On 23 March this year the two men who were then our novices, Br Damian and Br Gabriel, professed their simple vows of obedience, stability and conversatio morum, which will last for three years. After professing the vows they received the monastic cowl, a sign of membership in the community and of their desire to clothe themselves even more in monastic virtue.
Obedience is fairly obvious in its significance, and by that vow the newly professed pledges his obedience to the current abbot and any successors that might be elected in the coming three years. The vow is a recognition that Christ works through the abbot for the ultimate good of the monk (even if that is not immediately apparent!). Stability is intimately related to obedience and involves a commitment not so much to the monastery as a place, but to the monastery as a community, one that lives under a rule and an abbot. Through this vow the monk commits himself not to flee when the going gets tough, as the Rule of St Benedict (RB) tells him it is bound to do (RB 58). By committing to stability the monk is allowing grace the time to work in him, through the various personalities of the community and its works, that he might grow in holiness. Both these vows are, in effect, an act of faith that in the monastery, the school of the Lord’s service (RB Prologue:45), the monk will find all that he needs to grow in grace by following Christ’s way of obedience and self-sacrificial love for others.
The third vow, conversatio morum or (loosely translated) “conversion of life”, is a broad vow that encompasses the two vows you were probably thinking were suspiciously absent if you are not familiar with the Benedictine tradition – poverty and chastity. This vow does not isolate these two elements of the religious vocation, but integrates them into the monk’s basic and general commitment to journey to salvation along the narrow way (cf Matt 7:14) of monastic life. Detachment from possessions and the sacrifice of intimate relationships with others are indispensable for the monastic journey. They are part of the larger category of “good deeds” (RB Prologue:22) necessary to dwell in God’s Kingdom. The vow involves a twofold conversion: a turning away from the ways of the world, and a turning to the ways of the monastic life and discipline. In the 16th-century prayerbook known as Lidley’s Prayers we find a prayer that could have come from the mouth of St Benedict himself, so well does it capture what the Benedictine monk asks of God in professing the vows:
Lord, for thy tender mercy’s sake, lay not our sins to our charge, but forgive that which is past, and give us grace to amend our sinful lives, to decline from sin and incline to virtue, that we may walk in a perfect heart before thee, now and evermore.
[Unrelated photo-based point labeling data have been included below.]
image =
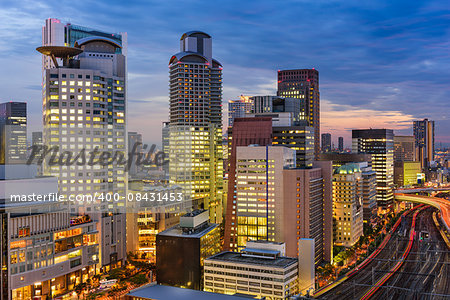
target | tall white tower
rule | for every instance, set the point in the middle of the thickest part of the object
(196, 158)
(84, 109)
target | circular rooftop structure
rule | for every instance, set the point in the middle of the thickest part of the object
(59, 51)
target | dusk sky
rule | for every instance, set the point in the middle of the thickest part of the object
(381, 64)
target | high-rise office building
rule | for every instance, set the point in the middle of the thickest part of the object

Of course, this is every Christian’s prayer! Perhaps we could say that the monk prays it with greater urgency as he grows in awareness of his neediness before God.
With Br Gabriel having been a teacher, and Br Damian having a MA in philosophy, our newly professed are well equipped for the next stage of their monastic journey as Junior monks. At present they are studying theology and philosophy with the Dominicans at Blackfriars, one of the Permanent Private Halls of Oxford University, as preparation for possible future ordination to the priesthood. When not studying they are often busy taming the gardens and wilds surrounding the monastery. Please pray for them as they continue their journey to the “loftier summits” (RB 73:9) to which God calls them.
When (the novice) is to be received he promises before all in the oratory stability, fidelity to monastic life and obedience…
Of this promise of his let him draw up a document in the name of the saints whose relics are there and of the abbot who is present…
let him place it with his own hand upon the altar… And from that day forward let him be counted as one of the community.